There are many good reasons for choosing Ireland, Dublin, and specifically Trinity College , as a starting-point for postgraduate study.
The Irish university education system is particularly well organized, and in Trinity College you will receive carefully designed instruction, a systematic programme of learning, an exceptionally good Library (one of the best in Europe: over 4 million volumes), and decent computer facilities.
English is the teaching language of our course. But even if English is not your first language, the recommended readings may include materials that take account of your language background. The course is taught by an international and multilingual lecturing staff.
We have a long-established tradition of pastoral care, whereby students' interests are protected by personal tutors; this system has recently been extended to include postgraduates, and there is also an active and highly competent Graduate Students' Union to safeguard your interests.
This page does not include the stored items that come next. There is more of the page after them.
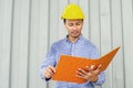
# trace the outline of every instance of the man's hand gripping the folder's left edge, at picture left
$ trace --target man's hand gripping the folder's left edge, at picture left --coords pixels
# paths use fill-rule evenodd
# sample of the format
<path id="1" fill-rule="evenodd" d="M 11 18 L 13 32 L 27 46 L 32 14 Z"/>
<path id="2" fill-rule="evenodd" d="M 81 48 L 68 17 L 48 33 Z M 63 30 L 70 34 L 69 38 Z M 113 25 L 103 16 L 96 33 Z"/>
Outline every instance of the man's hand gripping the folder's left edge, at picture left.
<path id="1" fill-rule="evenodd" d="M 55 68 L 53 66 L 48 66 L 44 70 L 44 77 L 51 78 L 55 73 Z"/>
Our campus is a place of great visual beauty and historical interest. Student life is friendly and stimulating, with more than a hundred student societies and sports clubs. Dublin is one of Europe's most engaging capitals, with a broad range of entertainment and culture including world-class theatres, galleries, museums and a good concert hall. Trinity is right in the middle of the city, close to Grafton Street, the river Liffey, and Temple Bar. See the Introduction to Trinity College on the web pages of the Office of International Student Affairs.
History of Textual and Visual Studies at Trinity
The Textual and Visual Studies Master's course was originally run as a joint degree programme by partners in France and Ireland: the French Department at Trinity College Dublin; the UFR Sciences des Textes et Documents and the Centre d'étude de l'écriture et de l'image associated with the CNRS at Université Paris 7 - Denis Diderot; and the Département de l'histoire de l'art et de l'archéologie at Université Paris X - Nanterre. The Faculty of Letters (French Department and Word & Image Studies) of the Vrije Universiteit Amsterdam and the English Department (l'UFR d'Etudes anglophones) at Université Paris 7 were also associated with the course, which was set up in order to provide an introduction to the study of the relationship between the textual and the visual in literature, the arts and other areas of cultural expression. The focus was on 19th and 20th-century France, and the syllabus included an introduction to historical bibliography and book production (setting type by hand and printing).
Following some structural changes, which included on the Trinity College side the creation of a new School of Languages, Literatures and Cultural Studies, the MPhil has been redesigned to run entirely in Dublin, to cover a broader range of European languages and cultures, and to make its content, its innovative methodologies and the expertise of its teaching staff available to a wider public. It forms part of a diverse but complementary suite of postgraduate taught courses within Trinity College. The redesign of postgraduate options has continued the School's policy of formulating elements that can be shared by students taking different MPhils, thus favouring the academic and social integration of postgraduate development in the School without losing the specific character of individual degree programmes. We believe that some of the new option modules can enrich the learning experience of those taking European Studies and Comparative Literature as well as the students of Textual & Visual Studies. The result of this opening-out of Textual & Visual Studies will be a further intensification of innovative interdisciplinary research in the School, including new applications for PhD study. This connects with the establishment of our new research institute, the Long Room Hub, and with Trinity's participation in the Texts, Contexts and Cultures initiative, an interdisciplinary PhD research programme in the Arts and Humanities.